Automated Response: No manual intervention needed for common violation patterns
Flexible Rules: Create custom rules that match your community’s specific needs
Time-Based Tracking: Consider user behavior over time, not just individual messages
Multiple Actions: Choose from ban, flag, shadow ban, or other actions
Real-Time Processing: Rules are evaluated immediately as users post content

Creating Your First Rule

Dashboard

You can create rules in the dashboard by navigating to Moderation > Policies > [Select a policy] > Rule Builder.

API

You can create rules using UpsertConfig API.

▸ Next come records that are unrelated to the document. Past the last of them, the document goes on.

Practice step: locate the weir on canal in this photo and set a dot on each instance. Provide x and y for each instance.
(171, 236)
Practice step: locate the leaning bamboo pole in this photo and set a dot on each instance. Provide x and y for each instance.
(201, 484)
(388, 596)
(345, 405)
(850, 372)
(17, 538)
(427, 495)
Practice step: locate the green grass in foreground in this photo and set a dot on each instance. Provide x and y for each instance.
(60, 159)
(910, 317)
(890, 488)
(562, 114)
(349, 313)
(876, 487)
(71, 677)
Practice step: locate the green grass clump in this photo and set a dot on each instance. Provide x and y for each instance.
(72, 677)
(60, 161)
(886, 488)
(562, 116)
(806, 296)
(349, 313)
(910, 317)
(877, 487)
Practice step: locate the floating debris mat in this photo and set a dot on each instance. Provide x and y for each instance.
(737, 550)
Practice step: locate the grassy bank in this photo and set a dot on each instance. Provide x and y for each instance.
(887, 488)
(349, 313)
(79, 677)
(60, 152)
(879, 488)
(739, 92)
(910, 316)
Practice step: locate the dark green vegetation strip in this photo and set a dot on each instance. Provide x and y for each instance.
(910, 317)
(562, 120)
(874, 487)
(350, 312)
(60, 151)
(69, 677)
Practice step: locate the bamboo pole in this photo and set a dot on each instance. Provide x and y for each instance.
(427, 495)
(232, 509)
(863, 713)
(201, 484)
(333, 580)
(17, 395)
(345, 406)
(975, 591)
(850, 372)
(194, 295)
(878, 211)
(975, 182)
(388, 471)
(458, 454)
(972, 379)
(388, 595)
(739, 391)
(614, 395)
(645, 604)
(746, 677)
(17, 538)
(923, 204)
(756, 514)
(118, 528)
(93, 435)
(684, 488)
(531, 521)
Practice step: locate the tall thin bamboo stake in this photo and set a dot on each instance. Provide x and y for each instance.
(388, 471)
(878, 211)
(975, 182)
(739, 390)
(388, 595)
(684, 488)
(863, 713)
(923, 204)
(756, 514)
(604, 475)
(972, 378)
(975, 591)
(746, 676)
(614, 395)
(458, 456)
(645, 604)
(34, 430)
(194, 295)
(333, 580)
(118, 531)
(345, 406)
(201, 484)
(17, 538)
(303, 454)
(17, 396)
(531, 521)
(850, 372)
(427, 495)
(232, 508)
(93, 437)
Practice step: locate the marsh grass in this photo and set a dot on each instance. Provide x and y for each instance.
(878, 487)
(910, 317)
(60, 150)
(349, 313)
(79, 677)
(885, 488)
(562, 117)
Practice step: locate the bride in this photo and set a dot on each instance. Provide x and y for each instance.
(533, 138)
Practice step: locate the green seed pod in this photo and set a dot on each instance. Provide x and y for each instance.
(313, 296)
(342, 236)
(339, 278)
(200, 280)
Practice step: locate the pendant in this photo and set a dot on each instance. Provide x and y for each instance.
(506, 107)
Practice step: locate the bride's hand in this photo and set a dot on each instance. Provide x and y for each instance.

await client.moderation.upsertConfig({
  key: "chat:messaging",
  rule_builder_config: {
    enabled: true,
    rules: [
      {
        id: "spam-detection",
        name: "Spam Detection",
        rule_type: "user",
        enabled: true,
        cooldown_period: "24h",
        conditions: [
          {
            type: "text_rule",
            text_rule_params: {
              threshold: 5,
              time_window: "1h",
              harm_labels: ["SCAM", "PLATFORM_BYPASS"],
            },
          },
        ],
        logic: "AND",
        action: {
          type: "ban",
          ban_options: {
            duration: 3600,
            reason: "Spam behavior detected",
            shadow_ban: false,
            ip_ban: false,
          },
        },
      },
    ],
  },
});

client.moderation.upsert_config({
  key: "chat:messaging",
  rule_builder_config: {
    enabled: true,
    rules: [
      {
        id: "spam-detection",
        name: "Spam Detection",
        rule_type: "user",
        enabled: true,
        cooldown_period: "24h",
        conditions: [
          {
            type: "text_rule",
            text_rule_params: {
              threshold: 5,
              time_window: "1h",
              harm_labels: ["SPAM", "ADS"]
            }
          }
        ],
        logic: "AND",
        action: {
          type: "ban",
          ban_options: {
            duration: 3600,
            reason: "Spam behavior detected",
            shadow_ban: false,
            ip_ban: false
          }
        }
      }
    ]
  }
})

Basic Rule Structure

Every rule has three main parts:

Conditions: What behavior to watch for
Threshold: How many violations before taking action
Action: What to do when the threshold is reached

Example: Spam Detection Rule

{
  "id": "spam-detection",
  "name": "Spam Detection",
  "rule_type": "user",
  "enabled": true,
  "cooldown_period": "24h",
  "conditions": [
    {
      "type": "text_rule",
      "text_rule_params": {
        "threshold": 5,
        "time_window": "1h",
        "harm_labels": ["SCAM", "PLATFORM_BYPASS"]
      }
    },
    {
      "type": "content_count_rule",
      "content_count_rule_params": {
        "threshold": 50,
        "time_window": "1h"
      }
    }
  ],
  "logic": "OR",
  "action": {
    "type": "ban_user",
    "ban_options": {
      "duration": 3600,
      "reason": "Spam behavior detected",
      "shadow_ban": false,
      "ip_ban": false
    }
  }
}

This rule:

Watches for spam and advertising content
Triggers when a user posts 5+ spam messages within 1 hour or 50+ messages within 1 hour
Bans the user for 1 hour when triggered

User-Type Rules (Track User Behavior Over Time)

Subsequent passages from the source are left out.